This claim is reiterated in an authorized Spanish-language biography, Pope Leo XIV: Global Citizen, Missionary of the 21st Century, authored by Elise Allen, a journalist who considers herself a friend of Prevost. Allen writes, “Father Vásquez Gonzales denied any abuse, claiming the situation was a misunderstanding. However, Bishop Prevost opened a preliminary investigation and imposed restrictions, banning him from public ministry and, consequently, from serving as a parish priest and hearing confessions, although he could still celebrate Mass privately.”

Not only is this reporting contradicted by Gambaro’s statements and the photos of Lute saying public mass posted on official diocesan Facebook pages during Prevost’s tenure in Chiclayo, Rev. Julio Ramírez, the priest tasked with overseeing the Diocese of Chiclayo’s “Listening Center” under Prevost’s leadership, told Quispe in a recorded phone conversation on November 11, 2023, “What Monsignor Roberto [Prevost] did was take him out of (Chiclayo) and leave him at his home in Santa Cruz…I’m not going to lie to you, it’s not that they took away his licenses.
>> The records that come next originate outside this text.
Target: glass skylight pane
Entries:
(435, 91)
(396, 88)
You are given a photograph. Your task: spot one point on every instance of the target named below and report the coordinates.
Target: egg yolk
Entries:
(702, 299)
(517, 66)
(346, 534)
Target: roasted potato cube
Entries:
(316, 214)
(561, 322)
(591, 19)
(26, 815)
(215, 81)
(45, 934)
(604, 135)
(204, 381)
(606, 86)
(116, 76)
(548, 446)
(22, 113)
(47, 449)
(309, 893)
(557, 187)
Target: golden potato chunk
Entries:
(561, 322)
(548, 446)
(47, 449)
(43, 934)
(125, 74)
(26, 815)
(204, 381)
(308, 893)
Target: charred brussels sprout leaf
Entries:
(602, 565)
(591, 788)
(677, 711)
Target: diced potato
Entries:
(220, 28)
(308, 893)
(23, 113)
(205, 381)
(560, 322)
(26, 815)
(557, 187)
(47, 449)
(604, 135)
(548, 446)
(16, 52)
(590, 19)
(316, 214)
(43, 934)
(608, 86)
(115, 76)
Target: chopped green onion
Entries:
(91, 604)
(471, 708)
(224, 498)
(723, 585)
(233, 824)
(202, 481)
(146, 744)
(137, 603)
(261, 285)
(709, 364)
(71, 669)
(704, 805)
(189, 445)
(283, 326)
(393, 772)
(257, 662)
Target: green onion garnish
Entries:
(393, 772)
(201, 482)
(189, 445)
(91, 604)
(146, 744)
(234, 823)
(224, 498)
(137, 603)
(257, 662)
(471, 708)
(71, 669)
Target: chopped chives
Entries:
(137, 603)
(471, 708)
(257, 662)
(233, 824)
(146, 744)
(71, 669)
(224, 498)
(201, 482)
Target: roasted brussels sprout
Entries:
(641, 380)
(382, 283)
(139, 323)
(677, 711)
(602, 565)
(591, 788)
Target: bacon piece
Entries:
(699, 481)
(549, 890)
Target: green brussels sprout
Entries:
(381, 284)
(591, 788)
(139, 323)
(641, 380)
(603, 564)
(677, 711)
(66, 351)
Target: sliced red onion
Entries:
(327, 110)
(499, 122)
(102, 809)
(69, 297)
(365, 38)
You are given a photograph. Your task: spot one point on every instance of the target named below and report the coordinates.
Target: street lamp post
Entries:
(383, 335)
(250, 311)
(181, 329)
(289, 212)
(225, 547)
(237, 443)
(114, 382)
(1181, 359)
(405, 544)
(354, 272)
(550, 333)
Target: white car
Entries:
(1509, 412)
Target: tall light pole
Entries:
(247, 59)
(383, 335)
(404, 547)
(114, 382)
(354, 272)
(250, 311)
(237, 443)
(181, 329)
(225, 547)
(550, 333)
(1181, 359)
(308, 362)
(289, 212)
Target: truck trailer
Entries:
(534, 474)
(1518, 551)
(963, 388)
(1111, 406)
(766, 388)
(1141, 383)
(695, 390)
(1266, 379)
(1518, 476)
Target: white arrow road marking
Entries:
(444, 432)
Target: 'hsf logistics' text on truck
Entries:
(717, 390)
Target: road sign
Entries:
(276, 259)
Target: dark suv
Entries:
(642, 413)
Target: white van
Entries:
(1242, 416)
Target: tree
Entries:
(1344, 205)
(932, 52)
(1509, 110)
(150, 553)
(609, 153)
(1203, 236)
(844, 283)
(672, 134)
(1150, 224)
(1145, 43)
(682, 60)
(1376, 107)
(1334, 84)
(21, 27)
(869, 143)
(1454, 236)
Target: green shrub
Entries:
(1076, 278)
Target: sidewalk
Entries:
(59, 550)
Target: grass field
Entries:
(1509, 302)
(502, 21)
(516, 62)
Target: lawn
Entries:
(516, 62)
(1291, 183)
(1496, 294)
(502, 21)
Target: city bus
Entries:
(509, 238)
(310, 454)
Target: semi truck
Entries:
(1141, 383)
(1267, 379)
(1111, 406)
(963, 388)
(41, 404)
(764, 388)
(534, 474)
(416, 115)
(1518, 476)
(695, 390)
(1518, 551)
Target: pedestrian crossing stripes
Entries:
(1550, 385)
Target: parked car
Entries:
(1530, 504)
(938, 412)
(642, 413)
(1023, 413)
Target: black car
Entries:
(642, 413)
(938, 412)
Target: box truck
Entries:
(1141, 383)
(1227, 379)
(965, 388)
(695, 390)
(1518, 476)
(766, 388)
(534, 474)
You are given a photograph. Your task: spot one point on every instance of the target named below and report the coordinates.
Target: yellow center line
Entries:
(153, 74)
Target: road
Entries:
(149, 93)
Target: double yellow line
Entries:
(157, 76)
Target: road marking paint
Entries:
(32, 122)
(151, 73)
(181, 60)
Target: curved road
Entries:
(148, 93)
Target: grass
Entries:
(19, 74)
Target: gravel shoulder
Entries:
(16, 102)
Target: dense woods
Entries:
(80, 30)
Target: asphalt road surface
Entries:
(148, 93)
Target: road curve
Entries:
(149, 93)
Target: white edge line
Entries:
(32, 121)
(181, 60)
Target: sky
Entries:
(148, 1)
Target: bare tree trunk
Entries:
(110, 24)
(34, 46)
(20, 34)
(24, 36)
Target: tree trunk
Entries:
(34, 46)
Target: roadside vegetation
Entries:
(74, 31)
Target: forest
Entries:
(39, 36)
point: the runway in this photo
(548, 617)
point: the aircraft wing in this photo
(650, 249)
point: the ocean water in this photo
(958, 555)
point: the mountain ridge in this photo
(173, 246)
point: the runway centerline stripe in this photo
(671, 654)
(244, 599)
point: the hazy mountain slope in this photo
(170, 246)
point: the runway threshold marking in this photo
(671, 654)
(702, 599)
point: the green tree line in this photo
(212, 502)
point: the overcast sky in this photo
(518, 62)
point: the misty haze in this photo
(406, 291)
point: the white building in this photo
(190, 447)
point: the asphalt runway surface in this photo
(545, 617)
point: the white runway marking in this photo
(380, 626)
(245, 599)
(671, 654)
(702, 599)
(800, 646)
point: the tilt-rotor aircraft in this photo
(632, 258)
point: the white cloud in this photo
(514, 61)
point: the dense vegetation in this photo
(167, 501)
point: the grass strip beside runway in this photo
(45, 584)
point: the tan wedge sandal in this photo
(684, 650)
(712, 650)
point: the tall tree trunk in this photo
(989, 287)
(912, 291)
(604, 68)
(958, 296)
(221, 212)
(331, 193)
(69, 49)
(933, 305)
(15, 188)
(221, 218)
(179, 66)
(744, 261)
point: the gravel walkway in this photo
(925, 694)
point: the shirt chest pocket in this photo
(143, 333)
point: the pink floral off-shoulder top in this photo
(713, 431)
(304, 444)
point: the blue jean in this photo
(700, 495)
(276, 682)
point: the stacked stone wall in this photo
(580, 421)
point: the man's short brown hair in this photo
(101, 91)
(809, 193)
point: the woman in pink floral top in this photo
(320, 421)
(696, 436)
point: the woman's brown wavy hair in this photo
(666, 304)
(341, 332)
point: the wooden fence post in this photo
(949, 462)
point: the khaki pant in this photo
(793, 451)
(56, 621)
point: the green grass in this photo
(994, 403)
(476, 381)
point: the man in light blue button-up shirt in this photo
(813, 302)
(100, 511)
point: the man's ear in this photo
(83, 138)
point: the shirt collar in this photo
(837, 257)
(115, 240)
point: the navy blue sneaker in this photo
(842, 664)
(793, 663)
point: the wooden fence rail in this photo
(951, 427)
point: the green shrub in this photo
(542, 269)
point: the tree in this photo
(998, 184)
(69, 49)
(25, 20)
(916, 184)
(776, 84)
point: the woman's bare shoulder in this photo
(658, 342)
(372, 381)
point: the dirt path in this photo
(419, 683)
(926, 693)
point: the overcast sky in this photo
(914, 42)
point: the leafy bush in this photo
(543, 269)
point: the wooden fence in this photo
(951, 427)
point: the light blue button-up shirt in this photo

Monsignor Roberto’s only comment was that he shouldn’t come to Chiclayo.” (🎧Listen to audio with English transcription)

In another audio recording from March 2025, Gambaro can be heard explaining very clearly to the victims the very limited extent of Lute’s restrictions, confirming “Prevost’s decree of April 2022 states, (1) to prohibit Father Eleuterio from administering the sacrament of penance, (2) the exercise of the functions inherent to his office as parish priest in the parish of Santa María Magdalena, in the city of Etén, and nothing more, nothing more. It does not prohibit him from celebrating Mass, receiving it, or anything else.” (🎧Listen to audio with English transcription)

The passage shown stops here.